Here are three free agents who make more sense than Hopkins for the Bears:
Leonard Floyd, EDGE
While general manager Ryan Poles was not part of the regime who originally drafted Floyd in 2016, the Bears might feel the timing is right to reunite with the 30-year-old pass rusher after he was jettison from the Los Angeles Rams as a cost-cutting move just before the start of the new league year in March.
Floyd collected 29 sacks, 157 pressures and 184 tackles over the past three seasons with the Rams’ defense, and while having Aaron Donald in the middle helped contribute to his success, he was still able to find success when Donald wasn’t on the field — such as in the final four games of 2022 when Floyd registered 19 pressures and four sacks. The Bears should be drawn to that type of pass-rushing production, even after they signed DeMarcus Walker (seven sacks in 2022) and Rasheem Green (3.5 sacks) back in March.
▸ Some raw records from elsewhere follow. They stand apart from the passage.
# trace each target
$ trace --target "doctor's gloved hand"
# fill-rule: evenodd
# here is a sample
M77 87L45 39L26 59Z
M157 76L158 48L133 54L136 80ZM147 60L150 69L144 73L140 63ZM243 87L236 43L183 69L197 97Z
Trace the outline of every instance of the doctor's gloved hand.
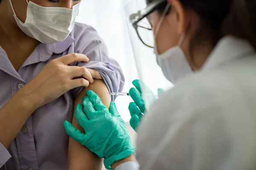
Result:
M140 125L140 123L144 114L146 112L145 104L143 99L141 86L144 91L148 95L148 98L151 102L157 99L157 97L154 95L153 92L141 81L136 79L132 82L133 85L135 88L131 88L129 91L129 94L134 102L132 102L129 105L129 110L131 118L130 120L130 124L135 131ZM158 96L165 92L162 88L158 88Z
M104 158L108 169L114 162L125 158L135 152L125 122L121 118L115 103L109 110L99 96L91 91L87 91L83 105L77 105L75 114L85 134L65 121L64 126L68 135L84 145L99 157Z

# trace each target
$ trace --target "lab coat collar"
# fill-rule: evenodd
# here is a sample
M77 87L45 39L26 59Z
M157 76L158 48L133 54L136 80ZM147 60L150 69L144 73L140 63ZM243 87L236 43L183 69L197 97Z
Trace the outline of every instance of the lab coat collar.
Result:
M226 36L218 42L202 70L218 68L255 52L254 48L247 41Z

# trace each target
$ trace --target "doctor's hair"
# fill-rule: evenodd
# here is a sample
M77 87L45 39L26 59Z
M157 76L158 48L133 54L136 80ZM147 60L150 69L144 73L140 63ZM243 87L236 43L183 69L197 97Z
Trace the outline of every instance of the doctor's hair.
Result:
M155 0L159 0L146 2ZM200 29L192 44L209 39L214 46L221 37L230 35L247 40L256 48L256 0L179 0L185 8L193 11L200 17ZM158 11L163 12L167 4L167 0L163 3Z

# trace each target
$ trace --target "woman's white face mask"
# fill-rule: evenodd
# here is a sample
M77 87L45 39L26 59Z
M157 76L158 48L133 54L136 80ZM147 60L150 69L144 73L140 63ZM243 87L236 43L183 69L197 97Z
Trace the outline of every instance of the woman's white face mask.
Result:
M53 43L65 40L73 30L80 3L68 9L45 7L31 1L28 3L27 16L23 23L17 16L11 0L9 0L17 24L28 36L42 43Z
M179 79L192 74L193 71L186 60L183 50L180 48L185 37L185 33L181 35L177 46L171 48L161 54L159 54L157 51L157 36L169 7L170 5L167 4L157 27L155 34L154 48L158 65L162 68L165 77L172 83L175 84Z

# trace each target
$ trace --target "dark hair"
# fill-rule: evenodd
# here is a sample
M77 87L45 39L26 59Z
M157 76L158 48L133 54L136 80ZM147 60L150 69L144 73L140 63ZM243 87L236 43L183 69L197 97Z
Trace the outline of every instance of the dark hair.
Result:
M158 0L146 2L154 0ZM256 48L256 0L179 0L200 17L201 28L195 41L209 38L215 46L222 37L230 35L247 40ZM158 11L162 12L166 5L163 3Z

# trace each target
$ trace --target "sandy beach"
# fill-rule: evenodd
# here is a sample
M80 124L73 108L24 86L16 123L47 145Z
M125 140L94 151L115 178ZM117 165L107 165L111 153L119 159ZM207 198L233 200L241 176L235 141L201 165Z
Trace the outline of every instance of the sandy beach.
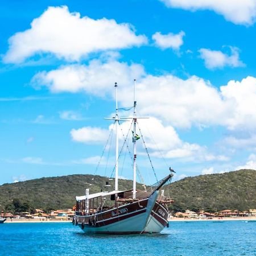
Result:
M72 220L56 219L56 218L8 218L6 223L39 223L39 222L72 222Z
M222 218L168 218L169 221L256 221L256 216L253 217L228 217Z
M177 218L174 217L169 218L168 220L172 221L255 221L256 216L239 217L223 217L212 218ZM5 223L40 223L40 222L72 222L72 220L63 218L8 218Z

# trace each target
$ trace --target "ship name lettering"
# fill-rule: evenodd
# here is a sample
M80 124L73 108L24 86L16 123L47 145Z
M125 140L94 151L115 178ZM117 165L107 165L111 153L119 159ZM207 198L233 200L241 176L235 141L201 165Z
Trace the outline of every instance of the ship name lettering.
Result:
M123 213L126 213L128 212L128 209L127 208L123 208L123 209L121 209L120 210L118 210L118 213L119 214L122 214ZM115 211L112 211L111 212L111 216L112 217L115 216L117 214L117 212Z
M158 213L159 213L163 217L164 217L164 215L166 215L166 214L164 213L164 211L163 210L162 210L161 209L159 209L158 210Z

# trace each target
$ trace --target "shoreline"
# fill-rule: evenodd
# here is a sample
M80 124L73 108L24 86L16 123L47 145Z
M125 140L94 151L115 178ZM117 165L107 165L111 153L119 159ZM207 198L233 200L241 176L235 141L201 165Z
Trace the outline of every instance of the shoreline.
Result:
M255 221L256 216L253 217L224 217L221 218L177 218L174 217L173 218L168 218L168 221ZM32 219L10 219L8 218L5 222L5 224L10 223L72 223L72 220L65 219L43 219L43 218L32 218Z
M17 218L17 219L10 219L7 218L5 222L5 224L10 223L57 223L57 222L69 222L72 223L72 220L56 220L56 219L42 219L42 218Z
M213 217L212 218L168 218L168 221L256 221L256 216L253 217L224 217L221 218Z

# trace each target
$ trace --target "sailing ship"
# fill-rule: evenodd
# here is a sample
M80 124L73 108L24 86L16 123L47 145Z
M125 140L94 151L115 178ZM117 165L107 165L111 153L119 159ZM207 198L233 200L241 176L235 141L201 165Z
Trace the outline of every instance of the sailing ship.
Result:
M0 217L0 224L3 224L6 220L6 218L2 218L2 217Z
M72 222L85 233L106 234L141 234L160 233L168 226L168 204L172 199L164 196L163 186L170 184L174 171L169 168L168 175L151 186L145 185L144 190L137 188L137 148L138 135L136 133L138 119L136 114L137 101L134 96L133 116L120 118L118 117L117 84L115 88L115 115L105 118L114 121L115 127L115 187L112 191L102 191L76 197L75 214ZM133 124L133 186L129 190L118 189L118 125L120 121L131 119ZM107 183L107 186L109 186ZM160 191L161 190L161 191Z

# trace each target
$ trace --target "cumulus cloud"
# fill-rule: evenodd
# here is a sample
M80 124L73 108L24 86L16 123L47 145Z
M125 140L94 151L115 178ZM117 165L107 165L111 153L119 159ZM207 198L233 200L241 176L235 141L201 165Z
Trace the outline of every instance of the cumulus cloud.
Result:
M134 78L137 79L137 98L141 115L156 117L176 128L220 125L232 130L256 127L256 78L253 77L230 80L218 89L196 76L187 79L168 73L152 76L145 73L139 64L93 60L88 65L69 65L39 72L31 82L45 85L55 93L84 91L114 98L113 85L120 81L120 105L127 107L132 105ZM38 117L38 121L43 117Z
M170 7L180 8L192 11L210 10L223 15L235 24L250 25L256 16L254 0L160 0Z
M77 61L91 52L126 48L147 43L131 25L114 19L93 19L70 13L67 6L49 7L31 22L31 28L9 39L6 63L19 63L42 53Z
M168 159L183 158L192 162L224 160L223 158L209 153L205 147L183 141L172 126L164 126L160 120L155 118L151 117L150 120L139 119L138 121L138 126L142 131L146 141L147 148L152 156L164 156ZM126 136L129 133L130 124L129 122L123 122L121 125L121 127ZM112 128L113 125L111 125L109 130ZM130 133L131 134L130 131ZM106 129L91 127L73 129L71 132L73 141L86 144L105 142L109 133L109 130ZM121 134L119 139L123 141L123 137ZM138 150L142 150L142 144L139 143L138 146Z
M106 142L109 131L106 129L87 126L79 129L72 129L70 133L74 141L95 144Z
M156 46L161 49L172 48L179 51L180 47L183 44L183 36L185 33L180 31L177 34L169 33L167 35L162 35L160 32L156 32L152 36Z
M245 64L239 59L238 49L230 47L231 54L228 55L220 51L201 48L199 50L200 57L204 60L205 67L209 69L222 68L224 67L236 68Z
M97 164L100 160L101 160L100 164L103 165L106 164L106 159L105 158L101 158L99 155L82 158L79 160L73 160L72 161L72 163L76 164Z
M31 84L37 88L45 85L55 93L84 90L102 97L113 92L114 82L120 81L121 86L127 86L144 74L144 68L140 64L129 65L114 60L102 63L94 60L88 65L68 65L48 72L39 72L32 78Z
M79 121L83 119L80 113L72 110L61 111L59 114L60 118L64 120Z

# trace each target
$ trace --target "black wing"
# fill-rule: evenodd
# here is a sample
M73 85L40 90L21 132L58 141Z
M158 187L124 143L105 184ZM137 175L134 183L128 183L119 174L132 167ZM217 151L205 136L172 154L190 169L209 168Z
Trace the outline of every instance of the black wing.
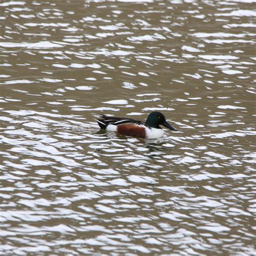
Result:
M102 119L97 119L99 127L102 129L105 129L109 124L113 124L114 125L121 125L125 124L145 124L141 121L138 121L131 118L126 118L126 117L108 117L104 114L99 116Z

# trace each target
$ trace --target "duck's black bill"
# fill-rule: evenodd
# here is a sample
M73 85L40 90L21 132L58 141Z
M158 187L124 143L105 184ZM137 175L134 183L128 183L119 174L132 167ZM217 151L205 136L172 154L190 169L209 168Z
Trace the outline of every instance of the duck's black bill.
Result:
M172 131L177 131L177 130L173 126L172 126L170 124L168 124L167 122L165 122L163 124L162 124L162 125L164 125L164 126L168 128L170 130L171 130Z

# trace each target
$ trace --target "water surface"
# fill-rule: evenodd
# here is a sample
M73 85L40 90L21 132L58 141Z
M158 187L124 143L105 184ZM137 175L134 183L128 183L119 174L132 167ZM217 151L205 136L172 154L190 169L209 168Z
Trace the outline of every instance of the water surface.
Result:
M1 253L255 255L255 1L0 8Z

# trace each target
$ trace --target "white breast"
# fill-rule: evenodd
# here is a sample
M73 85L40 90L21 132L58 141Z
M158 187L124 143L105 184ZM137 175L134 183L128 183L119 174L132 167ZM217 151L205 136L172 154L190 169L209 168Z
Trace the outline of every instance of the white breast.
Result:
M164 131L162 129L146 127L146 138L147 139L157 139L163 136Z
M116 132L117 131L117 126L113 124L109 124L106 127L106 130L111 132Z

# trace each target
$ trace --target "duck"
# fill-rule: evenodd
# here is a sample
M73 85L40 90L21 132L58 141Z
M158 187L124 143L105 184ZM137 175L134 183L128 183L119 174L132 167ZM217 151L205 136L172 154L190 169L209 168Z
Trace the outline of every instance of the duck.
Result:
M105 114L99 116L100 119L97 119L96 121L101 129L128 136L146 139L161 138L164 136L164 131L159 125L163 125L171 131L177 131L167 122L165 116L158 111L150 113L146 122Z

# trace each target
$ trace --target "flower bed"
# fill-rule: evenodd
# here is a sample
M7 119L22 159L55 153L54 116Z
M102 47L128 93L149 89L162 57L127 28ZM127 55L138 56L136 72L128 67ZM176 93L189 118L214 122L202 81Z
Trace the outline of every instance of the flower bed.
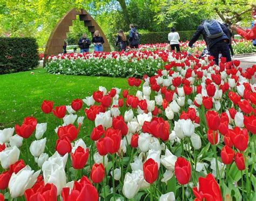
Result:
M59 119L50 131L55 150L44 137L47 124L34 117L1 130L5 198L255 200L256 66L242 72L225 58L219 66L212 57L169 59L153 77L128 79L136 94L99 87L68 106L44 101L45 115ZM80 130L84 109L92 130ZM78 138L83 131L90 144Z
M113 77L153 75L169 53L164 51L70 53L49 57L47 72L71 75Z

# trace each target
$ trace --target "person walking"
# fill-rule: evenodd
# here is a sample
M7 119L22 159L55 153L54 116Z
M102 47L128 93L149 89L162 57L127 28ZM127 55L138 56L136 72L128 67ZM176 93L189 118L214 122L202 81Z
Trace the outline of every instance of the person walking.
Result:
M102 44L104 43L104 39L99 34L99 31L95 31L92 38L92 44L94 45L95 52L102 52L103 51L103 46Z
M253 8L252 17L254 22L253 22L253 26L251 29L245 30L241 26L231 25L231 29L237 32L238 34L245 38L246 40L254 40L256 39L256 7Z
M132 24L130 25L130 29L131 29L129 31L130 47L138 49L139 45L139 33Z
M176 30L174 27L171 28L171 32L168 34L168 40L171 45L171 51L175 51L175 48L176 48L178 52L180 52L179 48L179 33L176 32Z
M202 34L206 43L210 55L214 58L215 64L219 65L220 53L223 57L226 57L227 61L231 61L228 32L228 29L224 25L215 20L203 20L190 40L188 46L192 47L193 44Z
M91 41L87 38L86 33L84 33L78 40L78 47L80 48L80 53L89 52Z
M128 46L128 41L127 40L126 36L122 30L118 31L117 33L116 46L120 45L121 51L125 51L126 46Z

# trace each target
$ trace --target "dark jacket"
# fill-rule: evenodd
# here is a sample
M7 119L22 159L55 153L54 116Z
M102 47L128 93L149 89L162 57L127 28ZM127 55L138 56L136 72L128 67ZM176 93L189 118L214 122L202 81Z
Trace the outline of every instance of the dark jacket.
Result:
M220 26L224 32L224 33L221 36L215 38L208 38L207 37L207 33L205 30L205 28L204 28L204 24L202 23L198 26L197 31L194 33L194 35L188 43L188 46L192 47L193 44L198 39L200 35L201 34L203 35L204 40L205 40L205 43L206 43L208 50L211 49L211 47L212 47L216 43L219 41L220 40L227 39L229 41L229 38L227 36L228 34L228 30L224 25L220 23L219 24L220 25Z
M120 43L123 43L124 44L126 44L127 46L129 45L129 43L128 43L128 41L127 40L125 40L125 41L123 40L122 39L121 37L119 35L117 34L116 43L116 46L117 46L118 45L119 45Z
M101 36L95 36L92 38L92 43L101 43L103 44L104 43L104 39Z
M84 43L83 43L84 40ZM90 48L90 45L91 45L91 41L89 38L81 38L78 40L78 46L80 49L87 49Z

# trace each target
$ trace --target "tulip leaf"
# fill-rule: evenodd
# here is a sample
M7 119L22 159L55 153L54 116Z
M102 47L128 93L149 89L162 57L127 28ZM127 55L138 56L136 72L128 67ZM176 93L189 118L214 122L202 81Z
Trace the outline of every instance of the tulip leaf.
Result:
M176 195L177 190L177 180L175 176L173 175L172 177L168 181L167 183L167 192L173 192Z
M241 179L241 172L240 170L237 169L234 162L231 165L228 174L234 182L237 182Z

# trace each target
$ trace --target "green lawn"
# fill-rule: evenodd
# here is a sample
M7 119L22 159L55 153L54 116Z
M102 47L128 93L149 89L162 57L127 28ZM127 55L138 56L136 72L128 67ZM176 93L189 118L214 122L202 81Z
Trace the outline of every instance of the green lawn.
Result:
M0 82L0 129L21 124L24 117L28 116L35 117L38 123L47 122L48 129L44 136L48 138L46 144L52 153L55 151L57 139L54 129L62 123L62 120L52 114L43 113L41 105L44 100L53 101L55 106L68 105L75 99L91 95L99 86L108 90L114 87L122 89L129 87L125 78L53 75L48 74L43 68L1 75ZM84 104L78 116L85 116L85 107ZM93 126L92 122L85 120L79 137L89 142L89 135ZM35 140L33 135L28 142ZM22 147L22 150L25 151L25 145Z

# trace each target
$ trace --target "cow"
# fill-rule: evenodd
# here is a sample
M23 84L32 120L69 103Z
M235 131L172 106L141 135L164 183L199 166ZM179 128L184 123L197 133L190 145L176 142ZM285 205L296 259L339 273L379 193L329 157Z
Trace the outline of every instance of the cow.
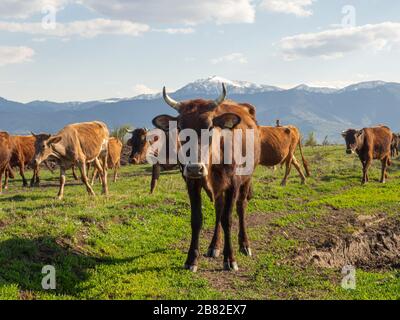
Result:
M7 132L0 132L0 194L3 192L3 174L9 169L12 142Z
M35 155L35 136L10 136L12 144L12 154L10 159L10 168L18 167L22 177L23 187L28 186L28 181L25 178L25 168L32 165L33 156ZM13 173L6 170L4 188L8 189L9 177L12 178ZM39 167L33 167L33 176L30 181L30 186L40 184Z
M237 174L237 169L240 167L234 159L231 164L214 161L213 154L220 151L220 159L224 159L224 155L234 152L232 148L224 151L225 140L221 140L218 147L209 147L209 161L184 162L180 161L183 168L183 176L187 185L187 190L191 206L191 228L192 240L188 256L185 263L185 269L196 272L199 260L199 236L203 222L202 213L202 198L201 191L204 189L214 201L216 212L216 226L214 237L209 246L207 255L216 257L220 252L221 242L221 226L224 231L224 270L238 270L238 265L234 256L232 241L231 241L231 225L232 211L236 204L237 213L239 216L239 246L240 251L248 256L251 255L249 240L246 231L245 211L250 198L252 175L260 158L260 142L258 136L257 123L249 112L249 108L244 107L236 102L226 100L226 88L222 85L222 94L216 100L196 99L185 102L177 102L168 96L164 87L163 97L165 102L173 109L178 111L177 117L168 115L160 115L153 119L155 127L167 131L169 122L176 121L179 131L191 129L200 138L203 132L212 130L216 133L221 133L222 130L232 132L234 130L242 133L242 140L245 144L247 136L253 134L254 143L252 150L253 162L249 163L250 172L246 174ZM251 129L252 131L248 131ZM186 131L186 130L185 130ZM210 139L210 144L213 144L213 138ZM187 141L185 143L188 143ZM182 142L181 150L185 143ZM231 145L232 147L232 145ZM239 147L236 143L234 148ZM200 144L198 145L200 149ZM199 150L198 150L199 151ZM183 151L182 151L183 152ZM199 154L201 154L199 152ZM250 161L249 161L250 162Z
M362 184L366 184L369 180L368 169L372 160L381 161L380 182L385 183L387 179L386 169L391 165L392 131L386 126L378 126L361 130L348 129L342 132L342 136L346 141L346 153L355 153L361 160L363 166Z
M258 132L261 141L260 164L267 167L285 164L286 171L281 183L282 186L286 185L293 164L300 175L301 182L304 184L306 177L301 171L300 165L294 156L296 148L299 147L303 166L307 177L309 177L310 170L308 163L304 158L299 130L294 126L259 126Z
M47 158L55 158L60 166L60 189L58 199L64 197L65 172L76 165L89 195L94 196L87 176L86 165L94 163L100 172L103 194L108 194L107 156L109 131L103 122L70 124L55 135L37 136L34 162L36 166Z
M400 135L393 133L392 135L392 144L390 146L391 156L395 158L399 155L400 151Z
M122 152L122 142L115 137L110 137L108 140L108 157L107 157L107 168L114 170L114 182L117 182L118 170L121 167L121 152ZM92 185L96 180L99 171L94 168Z

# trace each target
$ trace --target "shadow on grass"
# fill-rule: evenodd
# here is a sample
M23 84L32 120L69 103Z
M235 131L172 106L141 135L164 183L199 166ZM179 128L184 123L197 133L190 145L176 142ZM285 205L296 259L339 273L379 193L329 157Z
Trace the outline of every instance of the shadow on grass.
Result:
M13 238L0 243L0 285L18 285L25 291L43 291L41 273L46 265L56 269L57 289L52 293L77 295L84 289L79 284L89 277L89 270L100 265L132 262L148 254L126 259L96 257L78 252L52 237Z

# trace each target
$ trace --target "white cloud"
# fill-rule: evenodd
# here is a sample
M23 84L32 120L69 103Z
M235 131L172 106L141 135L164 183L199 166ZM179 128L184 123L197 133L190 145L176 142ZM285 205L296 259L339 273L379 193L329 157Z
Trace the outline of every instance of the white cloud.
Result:
M234 63L241 63L241 64L246 64L247 58L243 55L243 53L231 53L219 58L215 58L211 60L212 64L219 64L219 63L224 63L224 62L234 62Z
M68 38L71 36L93 38L101 34L138 36L149 31L149 29L149 26L141 23L108 19L57 23L55 29L45 29L41 23L0 22L0 31L21 32L62 38Z
M286 60L333 59L357 50L391 50L400 45L400 23L384 22L285 37L279 47Z
M67 2L69 0L1 0L0 17L25 19L35 13L41 12L46 6L60 9Z
M263 0L261 8L278 13L294 14L298 17L309 17L313 14L309 7L316 0Z
M143 23L252 23L252 0L81 0L107 17Z
M28 47L0 46L0 67L31 61L35 51Z
M133 87L133 94L138 96L141 94L154 94L157 93L157 90L151 89L144 84L137 84Z
M168 28L168 29L153 29L155 32L163 32L168 34L191 34L195 30L193 28Z

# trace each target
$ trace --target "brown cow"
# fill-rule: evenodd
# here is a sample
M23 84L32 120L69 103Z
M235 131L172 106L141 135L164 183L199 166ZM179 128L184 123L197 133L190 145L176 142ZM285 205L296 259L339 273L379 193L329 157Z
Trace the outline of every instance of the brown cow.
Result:
M286 172L282 180L282 186L287 183L287 178L290 174L292 164L298 171L301 182L304 184L306 177L301 171L300 165L297 162L294 153L297 146L299 147L300 155L303 161L306 174L310 176L308 163L304 159L303 149L301 145L301 136L299 130L294 126L285 127L258 127L260 140L261 140L261 157L260 164L267 167L274 167L276 165L285 164Z
M149 130L146 128L135 129L133 131L128 131L132 134L132 137L128 140L127 145L132 147L132 152L129 157L129 162L132 164L141 164L146 162L147 151L150 146L154 143L152 140L148 140L146 135ZM168 148L168 132L167 135L167 146ZM153 165L150 183L150 193L152 194L156 188L158 179L160 178L161 169L163 171L171 171L177 169L176 164L160 164L156 163Z
M10 159L10 167L18 167L19 173L22 177L22 184L24 187L28 186L28 181L25 178L25 168L32 164L33 157L35 155L35 143L36 138L32 136L10 136L12 143L12 155ZM12 177L10 170L6 171L4 187L8 188L8 179ZM30 182L31 187L39 185L39 167L33 168L33 176Z
M3 192L3 174L9 168L12 154L12 143L7 132L0 132L0 194Z
M386 169L391 165L390 146L392 131L386 126L364 128L362 130L348 129L342 132L346 141L346 153L356 153L363 166L362 184L368 182L368 169L372 160L382 162L381 183L387 178Z
M228 131L240 130L242 133L242 145L245 145L247 135L254 133L254 148L246 150L247 153L253 152L254 162L246 163L251 167L251 172L247 175L237 174L240 167L237 162L232 164L214 163L214 152L221 151L221 159L224 159L225 139L217 148L209 148L210 159L208 163L181 163L183 175L187 184L187 189L191 205L191 226L192 241L185 263L185 268L193 272L197 270L199 252L199 236L202 227L202 199L201 190L205 189L207 193L215 199L216 228L213 240L210 244L208 255L217 256L220 250L220 230L221 225L224 230L224 269L238 270L236 259L234 257L231 241L232 211L236 204L239 215L239 246L240 251L247 255L251 254L249 241L246 232L245 211L250 197L252 173L259 162L260 142L258 136L258 127L254 118L249 114L246 108L233 101L225 100L226 89L223 85L222 95L215 101L213 100L190 100L185 102L176 102L170 98L164 88L164 100L167 104L179 112L179 116L174 118L167 115L161 115L153 119L153 124L164 131L169 129L170 121L177 121L178 130L191 129L198 138L207 130L214 128L215 132L220 133L222 129ZM254 131L247 131L252 129ZM210 139L210 144L213 144ZM187 143L187 142L186 142ZM181 151L185 144L182 144ZM235 148L239 147L235 143ZM200 148L200 145L199 147ZM233 150L228 149L230 153ZM182 151L183 152L183 151ZM234 151L233 151L234 152ZM200 154L200 152L199 152Z
M121 167L121 152L122 152L122 142L114 137L110 137L108 140L108 157L107 157L107 168L114 170L114 182L117 182L118 169ZM93 170L92 185L96 180L99 171L97 168Z
M76 165L89 195L94 196L89 183L86 165L93 162L100 172L103 194L108 194L107 154L109 131L103 122L70 124L56 135L37 136L35 164L40 165L47 158L57 159L60 165L60 190L58 199L64 196L65 171Z
M392 144L390 146L391 156L395 158L399 155L400 151L400 135L393 133Z

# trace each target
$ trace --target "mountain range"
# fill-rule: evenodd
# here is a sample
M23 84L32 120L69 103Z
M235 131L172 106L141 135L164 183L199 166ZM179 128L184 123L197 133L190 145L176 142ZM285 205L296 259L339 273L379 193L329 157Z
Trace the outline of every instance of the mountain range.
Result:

Now, Floyd would be moving from a 3-4 outside linebacker role to a 4-3 defensive end if he signed with the Bears and is currently a little light (240 pounds) for the position, but it could be worth taking a chance on him with a one-year, incentive-laden contract.
George Fant, OT
The Bears already have their two starting offensive tackles with All-Rookie Braxton Jones back to cover Fields’ blindside and first-round rookie Darnell Wright specifically targeted in the draft to be a plug-and-play starter for them on the right side. The bigger concern is that both of their backup options — Larry Borom and Alex Leatherwood — each only have two years of NFL experience and have been inconsistent at best.
To limit the potential for a disaster, it could be wise for the Bears to sign Fant.
Fant just finished up a three-year stint with the New York Jets that saw him start 36 games and log more than 1,000 snaps at each the left and right tackle spots. While a knee injury derailed his 2022 season, he was one of the better pass-blocking tackles in the league in 2021 with just one sack and 18 pressures allowed over 15 starts. According to Pro Football Focus, he also allowed the sixth-lowest pressure rate (3.2%) and was the 12th-most-efficient pass blocking among all offensive tackles who played in 2021.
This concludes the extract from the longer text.